L’armée israélienne a une nouvelle fois ciblé Rafah mardi, où des frappes sur deux maisons ont fait 24 morts, selon le ministère de la Santé du Hamas. «Ils (les militaires israéliens) ont dit eux-mêmes que le sud est sûr, Rafah est sûre. Où est la sécurité à Rafah? Chaque jour il y a des frappes à Rafah», lance Tawfiq Abou Brik au milieu des ruines.
Après un bombardement qui a creusé un énorme cratère, des survivants fouillent les ruines, parfois à mains nues. Des blessés, enveloppés dans des couvertures, sont emmenés dans le coffre des voitures vers un hôpital. D’autres sont transportés, une fois tirés des décombres, sur de grandes couvertures tenues par de jeunes hommes qui courent au milieu de personnes couvertes de poussière.
Le chef de l’Organisation mondiale de la Santé, Tedros Adhanom Ghebreyesus, a fait état d’un raid israélien contre l’hôpital Kamal Adwan de Gaza, où se trouvent 65 patients et 45 soignants, après plusieurs jours de siège. «Je suis extrêmement inquiet», a-t-il écrit sur X (ex-Twitter). Sur Telegram, le Hamas a affirmé que le directeur de l’hôpital avait été fait prisonnier.
Selon l’Ocha, 100 camions transportant de l’aide sont entrés depuis lundi soir via Rafah, de même que 120.000 litres de carburant, une assistance qui reste d’après elle très en deçà des besoins. Dans le cadre du siège imposé depuis le 9 octobre à Gaza, Israël contrôle l’entrée de l’aide internationale dans le territoire via l’unique point de passage ouvert de Rafah, avec l’Egypte. En raison des combats, cette aide est très difficilement acheminée au-delà de Rafah où la nourriture se fait rare.

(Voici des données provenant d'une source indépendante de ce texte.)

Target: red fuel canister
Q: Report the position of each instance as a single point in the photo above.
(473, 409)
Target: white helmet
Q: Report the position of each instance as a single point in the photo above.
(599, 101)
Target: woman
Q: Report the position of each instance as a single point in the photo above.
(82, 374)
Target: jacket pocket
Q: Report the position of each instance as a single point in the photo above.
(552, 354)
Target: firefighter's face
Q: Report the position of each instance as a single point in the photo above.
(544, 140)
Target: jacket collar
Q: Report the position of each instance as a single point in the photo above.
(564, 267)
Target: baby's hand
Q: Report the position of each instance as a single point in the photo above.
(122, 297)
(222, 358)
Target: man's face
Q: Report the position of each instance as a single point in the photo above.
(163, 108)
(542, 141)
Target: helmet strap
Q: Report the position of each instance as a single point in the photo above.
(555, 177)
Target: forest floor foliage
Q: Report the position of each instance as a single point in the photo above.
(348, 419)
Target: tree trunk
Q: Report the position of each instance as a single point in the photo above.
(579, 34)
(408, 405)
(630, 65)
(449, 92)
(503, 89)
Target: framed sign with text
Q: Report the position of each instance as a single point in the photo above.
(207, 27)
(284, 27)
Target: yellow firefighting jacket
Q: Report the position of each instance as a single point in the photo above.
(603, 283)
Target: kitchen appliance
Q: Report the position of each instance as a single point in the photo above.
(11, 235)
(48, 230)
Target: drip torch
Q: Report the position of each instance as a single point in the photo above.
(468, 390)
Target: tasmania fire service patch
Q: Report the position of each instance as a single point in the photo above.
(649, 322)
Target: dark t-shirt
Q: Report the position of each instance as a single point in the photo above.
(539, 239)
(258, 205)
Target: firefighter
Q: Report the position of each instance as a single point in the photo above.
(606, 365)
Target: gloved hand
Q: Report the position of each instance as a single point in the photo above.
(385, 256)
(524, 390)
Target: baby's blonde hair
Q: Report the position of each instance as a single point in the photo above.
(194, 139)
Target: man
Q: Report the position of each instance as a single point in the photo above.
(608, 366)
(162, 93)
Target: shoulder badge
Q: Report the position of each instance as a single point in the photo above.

L’armée israélienne mène également des opérations militaires en Cisjordanie, territoire palestinien occupé par Israël depuis 1967, où six Palestiniens ont été tués mardi, selon l’Autorité palestinienne. Depuis le 8 octobre, plus de 270 Palestiniens ont été tués par les soldats ou les colons israéliens dans ce territoire où le Hamas n’est pas représenté. L’aviation et l’artillerie israéliennes ont aussi bombardé des positions du Hezbollah dans le sud du Liban et des installations militaires en Syrie, en riposte à des tirs d’obus sur le nord d’Israël, d’après l’armée israélienne.